Chefs bring so much talent and creativity to their art. Food presentation is often over the top. The chef’s hard work deserves protection from copycat competitors and he or she deserves to both control and profit from its use. The chef also deserves credit for being the creator. There are stories about a small Mom and Pop shop coming up with something original that gets a lot of buzz and a loyal following. The next thing you know, there is a small franchise chain popping up around the country doing the same thing and making more money than the originator by riding on the originator’s coat tails.
These same principles apply for food that is manufactured. If a manufactured food has a particularly distinctive and creative shape or design, it is also worthy of the same protections. Who wants to walk through the dollar store and find cheap versions of his or her product that do not measure up to the same quality? That dilutes the reputation of the creator and his or her product. More importantly, his or her design is making someone money, and it is not him or her.

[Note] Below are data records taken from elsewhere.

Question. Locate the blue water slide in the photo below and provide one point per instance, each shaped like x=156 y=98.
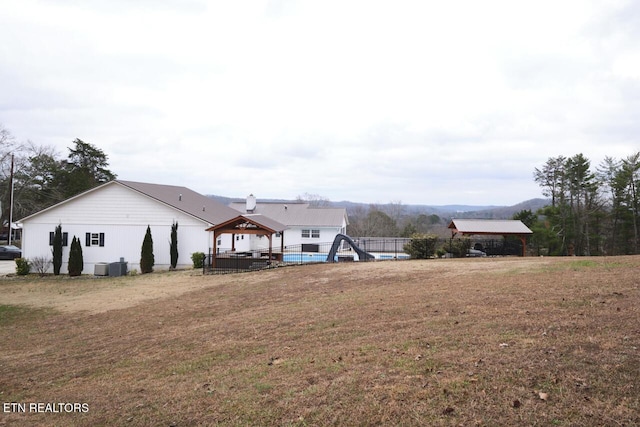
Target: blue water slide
x=336 y=244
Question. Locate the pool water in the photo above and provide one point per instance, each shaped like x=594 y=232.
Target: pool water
x=320 y=257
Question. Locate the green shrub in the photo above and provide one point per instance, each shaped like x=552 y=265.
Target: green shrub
x=173 y=247
x=198 y=259
x=421 y=246
x=458 y=247
x=57 y=250
x=23 y=266
x=76 y=260
x=147 y=260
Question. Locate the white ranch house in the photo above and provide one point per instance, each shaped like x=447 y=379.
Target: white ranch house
x=304 y=223
x=111 y=221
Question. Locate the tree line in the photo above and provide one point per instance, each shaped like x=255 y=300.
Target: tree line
x=591 y=212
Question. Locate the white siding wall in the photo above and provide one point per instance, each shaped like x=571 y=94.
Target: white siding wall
x=122 y=215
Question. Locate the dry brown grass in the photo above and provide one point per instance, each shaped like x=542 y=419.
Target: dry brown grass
x=437 y=342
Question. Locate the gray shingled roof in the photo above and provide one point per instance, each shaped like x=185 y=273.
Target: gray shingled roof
x=185 y=200
x=296 y=214
x=489 y=226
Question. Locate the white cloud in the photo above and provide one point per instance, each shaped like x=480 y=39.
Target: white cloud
x=424 y=102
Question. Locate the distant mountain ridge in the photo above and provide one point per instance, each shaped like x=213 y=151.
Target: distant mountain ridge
x=444 y=211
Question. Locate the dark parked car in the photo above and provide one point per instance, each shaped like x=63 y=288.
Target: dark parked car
x=10 y=252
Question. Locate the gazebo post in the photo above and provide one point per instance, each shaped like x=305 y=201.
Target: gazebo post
x=282 y=243
x=215 y=249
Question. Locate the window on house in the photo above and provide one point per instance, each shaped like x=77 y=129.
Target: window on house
x=65 y=238
x=94 y=239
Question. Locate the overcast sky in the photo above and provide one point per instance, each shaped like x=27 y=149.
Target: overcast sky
x=419 y=102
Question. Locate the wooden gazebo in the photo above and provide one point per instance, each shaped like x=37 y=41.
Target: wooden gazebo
x=491 y=227
x=247 y=224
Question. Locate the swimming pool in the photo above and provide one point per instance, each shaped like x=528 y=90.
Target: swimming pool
x=320 y=257
x=305 y=257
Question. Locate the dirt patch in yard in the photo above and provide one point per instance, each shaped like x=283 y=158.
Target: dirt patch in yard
x=504 y=341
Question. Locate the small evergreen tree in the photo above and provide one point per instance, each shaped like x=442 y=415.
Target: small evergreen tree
x=421 y=246
x=76 y=261
x=147 y=259
x=173 y=248
x=57 y=250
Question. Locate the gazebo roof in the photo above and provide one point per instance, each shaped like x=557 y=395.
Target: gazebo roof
x=489 y=226
x=249 y=224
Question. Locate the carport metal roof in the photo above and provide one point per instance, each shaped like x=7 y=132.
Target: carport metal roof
x=496 y=227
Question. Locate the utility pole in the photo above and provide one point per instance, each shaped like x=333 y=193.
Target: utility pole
x=11 y=202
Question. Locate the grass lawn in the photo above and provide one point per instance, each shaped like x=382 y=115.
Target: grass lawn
x=495 y=341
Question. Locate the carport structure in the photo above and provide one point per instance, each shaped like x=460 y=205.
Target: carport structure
x=248 y=224
x=491 y=227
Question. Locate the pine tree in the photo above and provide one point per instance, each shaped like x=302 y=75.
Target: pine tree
x=57 y=250
x=76 y=262
x=173 y=249
x=147 y=259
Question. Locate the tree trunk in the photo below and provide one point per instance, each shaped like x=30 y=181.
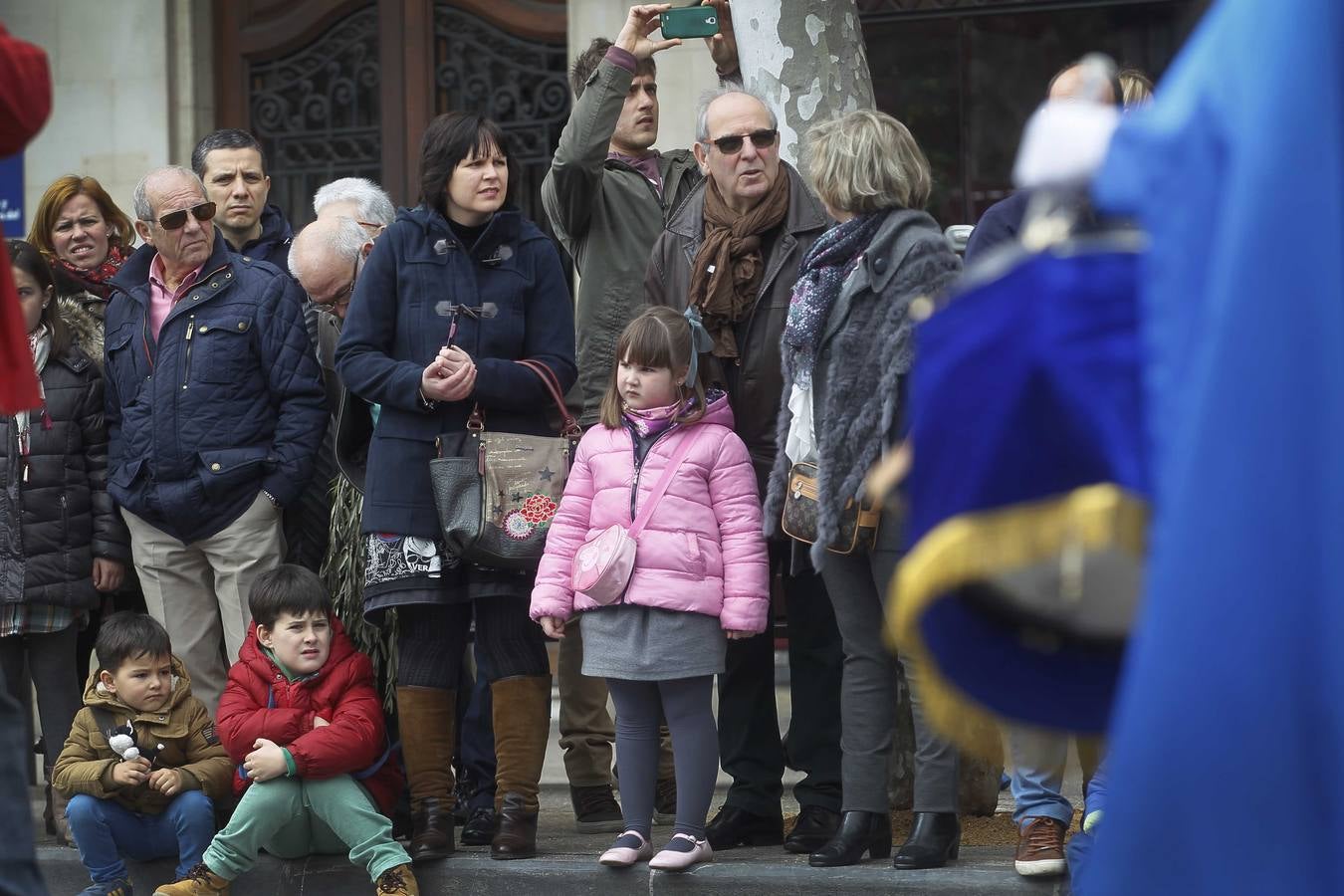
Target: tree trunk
x=806 y=58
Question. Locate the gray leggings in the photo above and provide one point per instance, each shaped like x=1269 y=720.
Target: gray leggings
x=640 y=707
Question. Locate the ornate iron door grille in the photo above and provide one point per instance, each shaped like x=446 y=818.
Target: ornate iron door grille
x=518 y=82
x=316 y=113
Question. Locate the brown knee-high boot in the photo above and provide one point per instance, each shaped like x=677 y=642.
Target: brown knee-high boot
x=427 y=720
x=522 y=716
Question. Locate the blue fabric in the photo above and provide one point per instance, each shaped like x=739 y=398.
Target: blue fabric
x=399 y=319
x=244 y=392
x=105 y=830
x=1230 y=702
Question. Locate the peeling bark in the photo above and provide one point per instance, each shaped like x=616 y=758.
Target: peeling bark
x=806 y=58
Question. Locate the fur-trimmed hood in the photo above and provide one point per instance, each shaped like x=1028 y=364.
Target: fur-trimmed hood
x=83 y=315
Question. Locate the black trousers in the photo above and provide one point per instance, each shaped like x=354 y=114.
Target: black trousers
x=750 y=747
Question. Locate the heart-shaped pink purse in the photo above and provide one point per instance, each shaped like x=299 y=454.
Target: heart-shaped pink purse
x=602 y=567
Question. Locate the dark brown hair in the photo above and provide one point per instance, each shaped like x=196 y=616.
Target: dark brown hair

There are two areas of the law that can provide options for protection against use of the food designs by others and to be able to profit if anyone does use the original creative design. The first is design patent protection and the second is trade dress protection. Design patent protection offers an easier and cheaper route in most cases so let’s explore that route.

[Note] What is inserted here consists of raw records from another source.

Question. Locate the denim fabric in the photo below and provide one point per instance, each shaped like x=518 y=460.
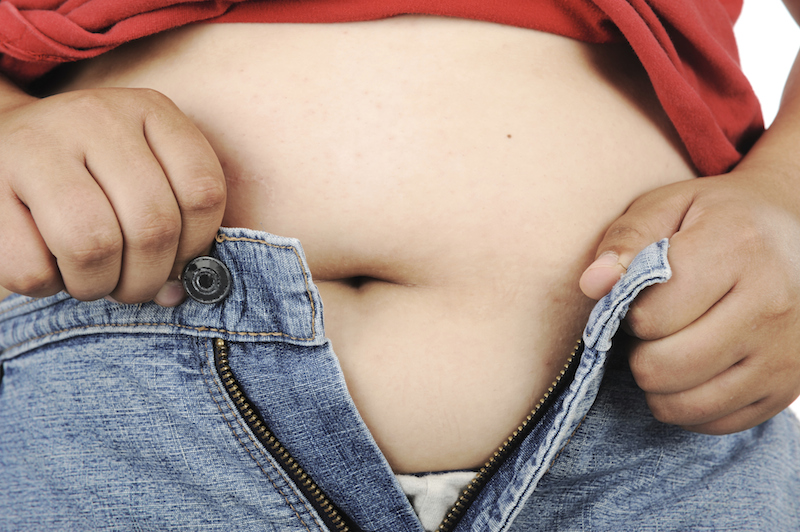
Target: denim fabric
x=112 y=417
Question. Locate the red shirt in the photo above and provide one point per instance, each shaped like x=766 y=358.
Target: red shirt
x=686 y=46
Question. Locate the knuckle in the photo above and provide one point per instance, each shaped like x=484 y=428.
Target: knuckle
x=157 y=231
x=34 y=282
x=644 y=325
x=665 y=411
x=86 y=249
x=647 y=377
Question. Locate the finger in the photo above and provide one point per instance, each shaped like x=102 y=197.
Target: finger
x=143 y=201
x=742 y=419
x=693 y=356
x=196 y=177
x=701 y=276
x=33 y=272
x=650 y=218
x=78 y=226
x=727 y=403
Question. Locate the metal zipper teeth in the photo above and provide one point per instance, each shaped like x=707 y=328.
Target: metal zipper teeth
x=493 y=464
x=334 y=518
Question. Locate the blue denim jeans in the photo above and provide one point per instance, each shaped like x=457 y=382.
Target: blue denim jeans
x=235 y=416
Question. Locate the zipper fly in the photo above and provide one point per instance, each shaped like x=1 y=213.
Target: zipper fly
x=334 y=518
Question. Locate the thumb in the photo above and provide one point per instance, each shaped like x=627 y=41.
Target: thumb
x=652 y=217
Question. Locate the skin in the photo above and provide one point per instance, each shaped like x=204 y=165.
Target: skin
x=715 y=345
x=703 y=360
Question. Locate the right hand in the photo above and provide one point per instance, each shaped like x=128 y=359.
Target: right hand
x=104 y=192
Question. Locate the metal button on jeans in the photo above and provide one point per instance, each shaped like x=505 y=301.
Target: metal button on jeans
x=206 y=280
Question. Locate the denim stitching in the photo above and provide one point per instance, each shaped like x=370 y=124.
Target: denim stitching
x=162 y=324
x=221 y=237
x=18 y=305
x=558 y=454
x=245 y=447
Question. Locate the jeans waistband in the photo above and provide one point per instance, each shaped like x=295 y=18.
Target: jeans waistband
x=272 y=298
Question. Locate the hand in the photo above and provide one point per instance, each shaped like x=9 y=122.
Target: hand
x=719 y=344
x=106 y=192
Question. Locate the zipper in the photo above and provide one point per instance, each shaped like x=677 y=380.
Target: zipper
x=470 y=493
x=333 y=518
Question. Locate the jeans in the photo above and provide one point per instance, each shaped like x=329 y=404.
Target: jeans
x=235 y=416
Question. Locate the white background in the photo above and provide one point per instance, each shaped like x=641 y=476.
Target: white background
x=768 y=42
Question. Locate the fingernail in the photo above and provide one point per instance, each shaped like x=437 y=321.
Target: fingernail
x=171 y=294
x=609 y=259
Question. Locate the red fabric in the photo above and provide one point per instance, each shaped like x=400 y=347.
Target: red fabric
x=686 y=46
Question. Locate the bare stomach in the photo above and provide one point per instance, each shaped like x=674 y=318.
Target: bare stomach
x=449 y=181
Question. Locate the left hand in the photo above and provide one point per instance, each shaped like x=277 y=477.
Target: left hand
x=719 y=344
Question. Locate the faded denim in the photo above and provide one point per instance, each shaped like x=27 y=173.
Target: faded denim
x=112 y=417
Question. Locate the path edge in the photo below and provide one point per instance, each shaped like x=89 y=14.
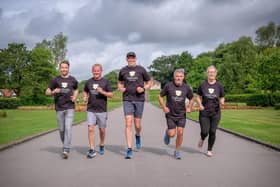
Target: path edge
x=276 y=148
x=23 y=140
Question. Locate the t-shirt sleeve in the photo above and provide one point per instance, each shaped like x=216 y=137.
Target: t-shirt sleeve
x=108 y=87
x=189 y=93
x=121 y=78
x=86 y=87
x=75 y=84
x=163 y=92
x=146 y=76
x=199 y=90
x=222 y=91
x=53 y=84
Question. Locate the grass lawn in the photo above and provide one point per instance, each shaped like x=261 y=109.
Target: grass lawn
x=23 y=123
x=262 y=124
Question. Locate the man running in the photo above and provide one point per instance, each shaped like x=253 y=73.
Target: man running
x=132 y=82
x=212 y=94
x=175 y=108
x=95 y=93
x=64 y=88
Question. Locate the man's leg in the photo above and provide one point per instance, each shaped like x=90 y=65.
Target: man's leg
x=91 y=120
x=204 y=122
x=61 y=124
x=68 y=128
x=214 y=121
x=91 y=136
x=128 y=130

We don’t often think of food designs as inventions, but at their core, they really are inventive works in many cases. It is possible to obtain a patent on novel food itself, and processes for making food, but for this discussion, we will focus on the original design aspect of food. When does a chef who has created a signature design for his or her food presentation consider applying for design patent protection? At the outset, protection is only practical and valuable on a repeatable design that is created over and over. A signature item that you want to be the only source of or can get royalties from anyone else wanted to use the original food design.
What is an invention? Patent law defines an invention as any art or process (way of doing or making things), design, or any new and useful improvement of these things. To qualify for a patent monopoly on your food design invention, it has to be both novel and non-obvious. It also has to be aesthetic and ornamental and not purely functional. Non-obvious means it is not a common combination of elements that another chef was likely to use in the same way. It can be hard to get a handle on where that line in the sand is, but for simplicity, let’s say it is not routine and common type things you are doing. They are truly unique in textures, colors or contours (color being the least important of these).
Let’s look at a few food designs that have been patented to get a feel for what is considered “non-obvious.” As you will see, the threshold is not high. Here are some protected “pretzel cracker” or “pretzel thin” designs:
And here are some taco shell designs:
Think you have a food design that qualifies for protection? Getting a design patent is relatively simple and affordable for the 15 years of protection you will be granted. Your budget will be $1,000-$5,000 depending on your service provider, most cases falling in the middle around $2,500-$3,000. You will need 5-10 patent drawings depicting your food design invention. To get these done, you’ll need good quality pictures of your food design, several from each side. Think of the food design as a cube (ex. dice) and take a picture of each side. Giving these to a patent practitioner will enable him or her to easily prepare your patent drawings and application. The patent typically takes 12-18 months to make its way through the process.
Investing in a design patent also has some other business advantages. It will provide an opportunity for free media exposure by being featured in online and print articles looking for something innovative. You can link back and to the articles, likely improving your search rankings over time. You may even get on TV or a video blog. That press is worth more than the same money invested in an ad campaign or social media content. On top of the media content exposure, you will be able to claim you are at the forefront of innovation with patented products, something that will not only increase sales, but also increase interest or confidence by investors. It is an asset that can be pledged as collateral if you seek financing.
As you can see, the only downside is the money it costs to apply. Think of the “street cred” you can get and how great that will looked framed on your wall.